3. Il résulte de l’instruction que Mme A a déduit de son bénéfice non commercial les sommes de 12 831,50 euros en 2016 et 8 711,12 euros en 2017 correspondant à des frais qu’elle affirme avoir exposés dans le cadre de l’exercice de sa profession. En se bornant à faire valoir que ces sommes auraient été acquittées par son compagnon et associé, M. B, qu’elle aurait remboursé, et à produire des extraits de comptes bancaires justifiant de mouvements de fonds entre leurs comptes courants à hauteur de 17 684,02 euros (2016) et 8 500 euros (2017), Mme A ne justifie pas suffisamment, en raison de la globalisation de ces montants et de leur caractère discordant, du principe et du montant de ses charges des exercices en litige.
Sur les rappels de taxe sur la valeur ajoutée :
4. Aux termes de l’article 271 du code général des impôts : « I. 1. La taxe sur la valeur ajoutée qui a grevé les éléments du prix d’une opération imposable est déductible de la taxe sur la valeur ajoutée applicable à cette opération. () II. 1. Dans la mesure où les biens et les services sont utilisés pour les besoins de leurs opérations imposables, et à la condition que ces opérations ouvrent droit à déduction, la taxe dont les redevables peuvent opérer la déduction est, selon le cas : a) Celle qui figure sur les factures établies conformément aux dispositions de l’article 289 et si la taxe pouvait légalement figurer sur lesdites factures () c) Celle qui est acquittée par les redevables eux-mêmes lors de l’achat ou de la livraison à soi-même des biens ou des services ».

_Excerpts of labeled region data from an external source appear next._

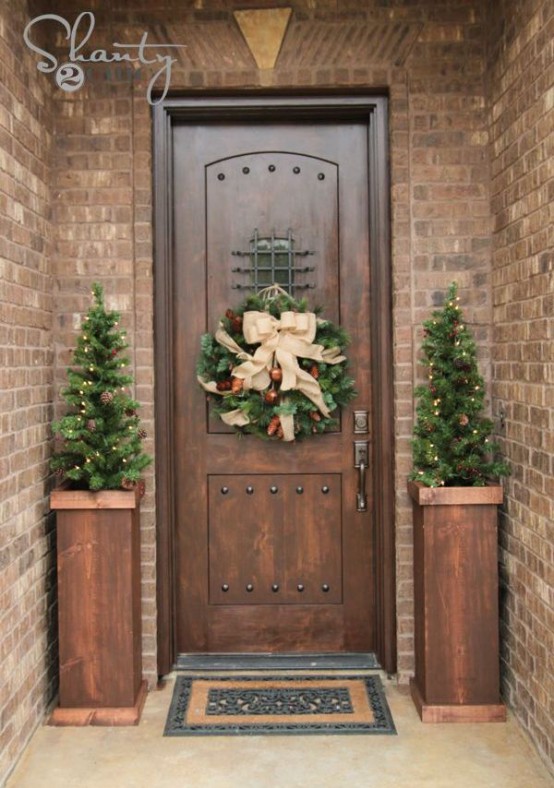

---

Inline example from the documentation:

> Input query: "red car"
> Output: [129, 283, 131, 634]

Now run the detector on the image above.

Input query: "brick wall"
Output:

5. Il résulte de l’instruction que Mme A, qui a viré sur le compte bancaire de son associé et compagnon, M. B, des sommes de 17 684,02 euros au cours de la période de janvier à décembre 2016 et de 8 500 euros au cours de la période de janvier à décembre 2017, a porté en déduction, sur ses déclarations de chiffre d’affaires des montants de taxe sur la valeur ajoutée de 910,78 euros et 467,86 euros.
6. Si le service vérificateur a proposé à l’entreprise des rappels de taxe sur la valeur ajoutée sur le fondement des dispositions du c du 1 du II de l’article 271 du code général des impôts au motif que les charges en cause n’ont pas été acquittées par Mme A, l’administration fiscale doit être regardée comme demandant une substitution, à cette base légale, de celle tirée des dispositions du a du 1 du II de l’article 271 du code général des impôts.
7. En l’espèce, ainsi qu’il a été exposé au point 3, Mme A ne justifie pas avoir acquis des biens et services utilisés pour les besoins de ses opérations imposables à hauteur des montants indiqués et ne produit pas, au demeurant, les factures correspondantes. Par suite, le service était fondé, pour ce motif, à refuser d’admettre les droits à déduction de la taxe sur la valeur ajoutée correspondant à ces sommes.
8. Il résulte de ce qui précède que les conclusions aux fins de réduction présentées par Mme A doivent être rejetées.
9. Enfin, l’Etat n’étant pas la partie perdante dans la présente instance, les dispositions de l’article L. 761-1 du code de justice administrative font obstacle à ce que soient mis à sa charge les frais que Mme A soutient avoir exposés et non compris dans les dépens.
D E C I D E:
Article 1er : La requête de Mme A est rejetée.
Article 2 : Le présent jugement sera notifié Mme C A et au directeur régional des finances publiques d’Île-de-France et de Paris.
Délibéré après l’audience du 15 avril 2025, à laquelle siégeaient :
Mme Le Roux, présidente,
M. Amadori, premier conseiller ;
Mme Alidière, première conseillère.
Rendu public par mise à disposition au greffe le 6 mai 2025.
Le rapporteur,
Signé
A. AMADORI
La présidente,
Signé
M.-O. LE ROUX La greffière,
Signé
V. FLUET
La République mande et ordonne à la ministre auprès du ministre de l’économie, des finances et de la souveraineté industrielle et numérique, chargée des comptes publics en ce qui la concerne ou à tous commissaires de justice à ce requis en ce qui concerne les voies de droit commun contre les parties privées, de pourvoir à l’exécution du présent jugement.